—El jefe del departamento de seguridad —dijo Malm.
—Sí, claro, éste no falla, como el jefe del departamento de orden público y el jefe de policía de Estocolmo.
Gunvald Larsson bostezó, más por incomodidad que por cansancio; cuando pensaba en el jefe de policía de Estocolmo, con sus corbatas de seda y los innumerables gilipollas bajo su presunto mando, siempre le acometía una especie de aburrimiento general, aparte de que también sentía un cierto temor interno.
El director general de la policía prosiguió:
—Vamos a necesitar grupos especializados de toda clase y habrá que pedir la ayuda del ejército y de la aviación, y a lo mejor también de la marina. Naturalmente, toda la responsabilidad de todo lo que suceda recaerá solamente sobre una persona: sobre mí.
Tan colosal responsabilidad no parecía hacerle sentir incómodo en absoluto. Se irguió ante la mesa e hizo el viejo gesto de apoyar las palmas de las manos sobre la mesa.
—O de lo que no suceda —señaló Gunvald Larsson.
—¿Qué quiere decir esto?
—Quiero decir la responsabilidad de lo que no suceda.
—Eres un tipo curioso, Larsson —dijo el director general—, pero sumamente divertido. —Siguió sus pensamientos y añadió con modestia—: Sobre mí, ya lo he dicho. A la reunión, dentro de dos horas, conviene indiscutiblemente que acuda Möller, el jefe local de la policía, el jefe del departamento de orden público y vosotros dos.
Hizo un vago gesto hacia Malm y Gunvald Larsson.
—Pero hay otra cosa —prosiguió—. A fin de poder tener bajo control todo lo que se haga, y coordinar desde el primer día todos los preparativos y todas las fuerzas, etcétera, conviene que haya un jefe operativo, un policía experto y un buen administrador, un hombre que pueda coordinar todas las fuerzas concentradas en esta operación de protección; un hombre que tenga estas características y además una agudeza de criminalista y algo de psicología. ¿Quién es ese hombre?

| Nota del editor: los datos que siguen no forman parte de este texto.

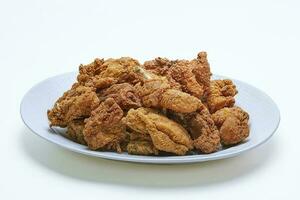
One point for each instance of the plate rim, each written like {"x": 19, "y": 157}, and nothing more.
{"x": 153, "y": 159}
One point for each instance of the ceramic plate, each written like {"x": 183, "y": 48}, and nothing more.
{"x": 264, "y": 120}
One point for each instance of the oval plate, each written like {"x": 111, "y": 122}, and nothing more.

El director general de la policía miró a Gunvald Larsson, que asintió sin decir nada, como si la respuesta fuera ya un hecho.
Stig Malm se levantó automáticamente. Él creía que la respuesta era clarísima: ¿quién mejor que él podía reunir todas esas cualidades para encargarse de la misión? Él hecho de que tiempo atrás hubiera estado al frente de un caso con resultados catastróficos, no era más que mala suerte y una casualidad.
—Beck —dijo Gunvald Larsson.
—¡Justo! —exclamó el director general de la policía—. Martin Beck es nuestro hombre.
En su fuero interno pensó que valía la pena resaltar eso, sobre todo si algo salía mal. Pero añadió en voz alta:
—De todos modos, la responsabilidad última es mía.
No estaba mal, pero en seguida se le ocurrió una frase más rimbombante, que, aunque no llegó a pronunciar era: «Las últimas consecuencias hacen gravitar la espada de Damocles de la responsabilidad sobre mis hombros».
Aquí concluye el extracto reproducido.